Quelle serait alors la geste de cet art des égards qui fonderait un Créer en Anthropocène conscient de ses responsabilités dans la transformation du monde, un art éthique et politique ancré dans l’intime et le sensible? Si l’on se réfère au sens étymologique du mot geste, nous trouvons l’idée d’un ensemble d’histoires de hauts faits relatant la vie d’un personnage. Continuons dans le fil de cette référence et voyons un art des égards attentif à recréer du lien interrelationnel avec la Terre et le vivant, un ensemble de créations artistiques photodocumentaires qui apporterait chacune, sa part à la création d’un nouveau récit du monde. Cette geste, cette fresque se construit de tous ces gestes d’un artiste conscient de sa mission de médiateur et artisan d’un refaçonnage de notre univers symbolique et de nos imaginaires, augurant d’autres formes de récits et d’enquêtes sur nous-mêmes et sur le monde. L’art en Anthropocène prend toute sa dimension politique lorsqu’il ouvre des espaces sensibles de re-création de soi, de refigurations dans un habiter la Terre porteur d’un avenir en-commun au sein d’un monde relié. Et pour reprendre les mots d’Ailton Krenak, un activiste indigène et défenseur des droits de la Terre et du vivant, si nous ne sommes pas certains d’échapper à la chute : « développons nos forces à pouvoir toujours raconter une autre histoire, une histoire de plus et peut-être, alors nous retarderons la fin du monde »[5]. Prévenir « la chute du ciel » comme l’a nommée Davy Kopenawa, chaman et porte-parole du peuple Yanomani qui a œuvré un temps important avec la photographe Claudia Andujar pour la défense des droits au territoire et à la vie de son peuple. Raconter des histoires, nos histoires, raconter toujours une histoire de plus, la partager et ainsi, le temps qu’il nous reste : « suspendre le ciel » comme le propose Ailton Krenak.

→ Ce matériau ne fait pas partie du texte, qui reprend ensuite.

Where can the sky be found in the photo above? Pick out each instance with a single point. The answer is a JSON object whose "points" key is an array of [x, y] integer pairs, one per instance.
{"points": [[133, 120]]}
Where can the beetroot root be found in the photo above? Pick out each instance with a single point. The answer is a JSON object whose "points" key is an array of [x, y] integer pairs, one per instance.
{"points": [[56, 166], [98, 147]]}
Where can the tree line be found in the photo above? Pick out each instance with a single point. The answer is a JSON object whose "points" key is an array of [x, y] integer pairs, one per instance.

[1] L’art, la science et l’anthropocène. Publié le 28 décembre 2021 dans La Conversation.
https://theconversation.com/lart-la-science-et-lanthropocene-173364
[2] François Jullien (2022). L’incommensurable. Paris : éditions de l’Observatoire p. 15.
[3] Bastiste Lanaspèze (2021). Avant-propos à J. B. Callicott, Éthique de la terre. Marseille : Wildproject, p.17.
[4] Jean-Philippe Pierron (2024). Pour une insurrection des sens. Danser, chanter, jouer pour prendre soin du monde. Arles : Actes Sud.
[5] Ailton Krenak (2020). Idées pour retarder la fin du monde. Bellevaux : Editions du Dehors, p. 34.